= Senbernarė Bitė =

St. Bernard dog (2004–2016)

Bitė (31 May 2004 – 31 May 2016) was a female St. Bernard dog in Kaunas, Lithuania. She was known locally for navigating the city on her own, including crossing streets, riding public transport, and running errands for her owner. According to her owner, she also rescued several animals and a child in her lifetime.

After Bitė's death, a bronze sculpture of her was installed in the Žaliakalnis district of Kaunas.

== Life ==
Bitė lived her entire life in the Žaliakalnis district of Kaunas with her owner, Algimantas Bakas. Bakas said that he initially gifted Bitė to his friend, who had wanted a Saint Bernard since childhood. However, after six months, she returned Bitė to Bakas, saying the dog was causing disruption at home. Bakas described Bitė as mischievous when young, but said she later became calmer and obedient.

Bitė was often seen at Žaliakalnio turgavietė, a local market in Kaunas, carrying a basket in her mouth with a shopping list and money, and returning home with the requested items. Bakas had trained Bitė to carry a shopping basket in her mouth as a way to show that she was harmless, after receiving complaints from members of the public and fines from the police for not muzzling her.

Bitė was reported to cross streets unaccompanied (including waiting for traffic lights to change) and to ride the trolleybus. Bakas said she was also able to perform other domestic chores, such as taking out the rubbish and bringing in firewood.

Bakas credited Bitė with rescuing several animals throughout her life, including fourteen cats, and said that on several occasions, her maternal instinct triggered lactation, and she nursed the kittens until they recovered. He also said that she saved a chick from being run over after it fell from a crate in a car reversing into the Aleksotas market, and rescued a child from drowning in an open reservoir left behind by the Soviet army.

To mark Bitė’s tenth birthday, Kaunas residents gathered in Laisvės alėja in Kaunas.

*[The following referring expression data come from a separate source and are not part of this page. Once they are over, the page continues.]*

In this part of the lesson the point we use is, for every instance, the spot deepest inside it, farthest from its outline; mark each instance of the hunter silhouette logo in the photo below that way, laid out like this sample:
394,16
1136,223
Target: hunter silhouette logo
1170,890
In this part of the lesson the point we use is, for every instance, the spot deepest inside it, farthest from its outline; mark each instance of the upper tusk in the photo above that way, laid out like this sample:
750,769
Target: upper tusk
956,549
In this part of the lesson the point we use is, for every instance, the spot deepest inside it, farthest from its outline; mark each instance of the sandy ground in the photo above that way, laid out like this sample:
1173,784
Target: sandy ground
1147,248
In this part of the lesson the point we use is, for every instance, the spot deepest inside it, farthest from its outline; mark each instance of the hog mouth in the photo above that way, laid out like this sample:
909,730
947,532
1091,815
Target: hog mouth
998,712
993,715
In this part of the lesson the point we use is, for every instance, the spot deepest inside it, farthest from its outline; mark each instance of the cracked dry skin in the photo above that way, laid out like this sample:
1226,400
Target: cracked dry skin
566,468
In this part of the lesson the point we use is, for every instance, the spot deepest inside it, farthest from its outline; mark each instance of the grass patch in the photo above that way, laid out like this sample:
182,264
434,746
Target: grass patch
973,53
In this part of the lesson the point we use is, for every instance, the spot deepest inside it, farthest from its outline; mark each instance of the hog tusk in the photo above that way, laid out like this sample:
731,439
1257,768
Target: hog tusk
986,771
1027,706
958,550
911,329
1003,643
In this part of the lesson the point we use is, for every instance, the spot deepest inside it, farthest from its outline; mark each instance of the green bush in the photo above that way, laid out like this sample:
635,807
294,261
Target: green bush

A local hairdresser groomed Bitė for the occasion, and a bakery made a four-kilogram B-shaped cake.

== Death ==
Bitė died on 31 May 2016, from heart disease. Her death was reported by Lithuanian media, with some outlets calling her a symbol of Kaunas.

== Legacy ==

=== Statue of Bitė ===
In 2018, a bronze, life-size sculpture of Bitė was erected in the Žaliakalnis district of Kaunas, near the Žaliakalnis market on Zanavykų Street. The location was chosen because that's where Bitė was often seen during her life.

The work was created by sculptor Lukas Šiupšinskas. The project originated as a proposal by Bakas and was delivered through the urban art initiative 'Kauno akcentai' ("Kaunas Accents"). According to Lithuanian press coverage at the time of the unveiling, it was the third public monument to a St. Bernard in the world and the first to a female of the breed.

The sculpture has subsequently been included in Lithuanian travel listings of notable animal monuments in the country.

=== Memoir of Bitė ===
Following Bitė's death, Bakas started working on a memoir about his life with his pet. The Lithuanian newspaper Kauno diena reported that the project was both a personal account and a tribute to those who had known Bitė.